Carry the {{TimeType(p)}} fractional-second precision {{p}} (in [0, 9]) across 
the
PySpark Arrow/pandas type mapping in {{python/pyspark/sql/pandas/types.py}} so 
that a
{{TIME(p)}} column round-trips back to the same {{TIME(p)}}, instead of 
collapsing to the
default {{TimeType()}} (precision 6).

This is the PySpark counterpart of SPARK-57661, which fixes the same gap in the 
JVM
{{ArrowUtils}} (Spark <-> Arrow) mapping.

h2. Why

{{to_arrow_type}} maps {{TimeType}} to {{pa.time64("ns")}}, which carries only 
a time unit
and no fractional-second precision field. {{from_arrow_type}} maps any 
{{is_time64(at)}}
back to {{TimeType()}}, whose constructor defaults to {{precision = 6}}. As a 
result the
declared precision is lost on any Arrow/pandas round-trip ({{TIME(0)}}, 
{{TIME(3)}},
{{TIME(9)}}, ... all read back as {{TIME(6)}}), so PySpark Arrow-based transfer
(createDataFrame from Arrow/pandas, {{mapInArrow}}, {{toPandas}} schema, etc.) 
silently
widens or narrows the type label. The stored values are unaffected; this is 
purely a
type-fidelity gap.

PyArrow's {{time64}} logical type only encodes the unit (us/ns) and cannot 
represent
precision [0, 9], so the precision must be carried in the Arrow field metadata, 
mirroring
the {{SPARK::time::precision}} key the JVM {{ArrowUtils}} uses in SPARK-57661.

h2. Scope

* {{python/pyspark/sql/pandas/types.py}}: when building the Arrow field for a 
{{TimeType(p)}},
tag it with the precision metadata key {{SPARK::time::precision}}; when reading 
an Arrow
{{time64}} field back, read that key to reconstruct {{TimeType(p)}}.
* Reuse the same metadata key and fallback semantics as the JVM side 
(SPARK-57661) for
consistency.

h2. Behavior on read-back

* Metadata present and in [0, 9]: reconstruct the exact {{TimeType(p)}}.
* Metadata absent (foreign Arrow data) or out of [0, 9]: fall back to the 
default
{{TimeType()}} (precision 6), preserving today's behavior for non-Spark 
producers.

h2. Out of scope

* Value semantics / rounding: values are carried verbatim; no change to how 
{{TIME(p)}}
values are truncated.
* The JVM {{ArrowUtils}} mapping (handled in SPARK-57661) and the Spark Connect
proto/converters (separate sub-tasks).

h2. How tested

PySpark Arrow conversion tests: round-trip {{TIME(p)}} for {{p}} in {0, 3, 6, 
9} preserves
{{p}}; a {{time64}} field with no precision metadata falls back to {{TIME(6)}}; 
the
precision key does not leak into reconstructed field metadata.
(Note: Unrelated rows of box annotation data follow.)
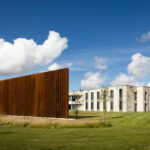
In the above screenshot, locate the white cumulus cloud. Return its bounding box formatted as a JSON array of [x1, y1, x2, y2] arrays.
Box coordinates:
[[48, 63, 72, 71], [112, 73, 143, 86], [127, 53, 150, 77], [94, 56, 107, 70], [137, 31, 150, 42], [81, 72, 104, 89], [0, 31, 68, 75]]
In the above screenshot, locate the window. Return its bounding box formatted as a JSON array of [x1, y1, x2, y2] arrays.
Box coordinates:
[[144, 103, 147, 112], [134, 92, 137, 100], [119, 89, 123, 111], [110, 90, 114, 111], [91, 92, 94, 100], [134, 104, 137, 112], [85, 93, 88, 100], [86, 102, 88, 110], [97, 92, 100, 100], [72, 96, 76, 101], [119, 89, 122, 99], [110, 101, 114, 111], [91, 102, 94, 110], [85, 93, 88, 110], [69, 96, 72, 101], [69, 105, 71, 110], [97, 101, 100, 110], [97, 92, 100, 110], [144, 92, 147, 100], [110, 90, 114, 100]]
h2. Does this introduce any user-facing change

No. The TIME data type is gated behind the internal flag 
{{spark.sql.timeType.enabled}},
which is off by default in production. With the flag enabled, a {{TIME(p)}} 
column
transferred over Arrow/pandas in PySpark retains its declared precision instead 
of always
reading back as {{TIME(6)}}. No change to stored values.